At least 717 people taking part in the Hajj pilgrimage have been killed in a stampede near the Islamic holy city of Mecca in worst hajj disaster in 25 years.
At least 805 others were injured in the crush at Mina, a few kilometers east of Mecca, caused by two large groups of pilgrims arriving together at a crossroads on their way to performing the “stoning the devil” ritual at Jamarat, Saudi civil defense said.
Thursday’s disaster was the worst to befall the pilgrimage since July 1990, when 1,426 pilgrims were crushed to death in a tunnel near Mecca.
The incident at Mina occurred as two million pilgrims were taking part in the Hajj’s last major rite while heading to participate in the symbolic stoning of Satan.
Over 220 ambulances and 4,000 rescue workers have reportedly been sent to the location.
“Work is underway to separate large groups of people and direct pilgrims to alternative routes,” the Saudi Civil Defense said.
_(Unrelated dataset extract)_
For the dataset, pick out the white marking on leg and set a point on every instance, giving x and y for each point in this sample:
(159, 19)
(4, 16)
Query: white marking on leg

Meanwhile, Sa’eed Ohadi, the head of Iran’s Hajj and Pilgrimage Organization, has said that at least 43 Iranians have been killed and 60 others wounded in the crush, according to ISNA.
Separately, an Iranian deputy foreign minister has announced that a special commission has been set up by the Islamic Republic to follow up on the case of the Iranian pilgrims in Mina.
Hossein Amir-Abdollahian, Iran’s deputy foreign minister for Arab and African affairs, held the Saudi authorities responsible for the deadly incident, and said they should promptly act to manage the crisis.
Preparations for the Hajj were marred when a crane collapsed at Mecca’s Grand Mosque this month, killing 109 people.
The Hajj is the fifth and final pillar of Islam. It is the journey that every able-bodied adult Muslim must undertake at least once in their lives if they can afford it.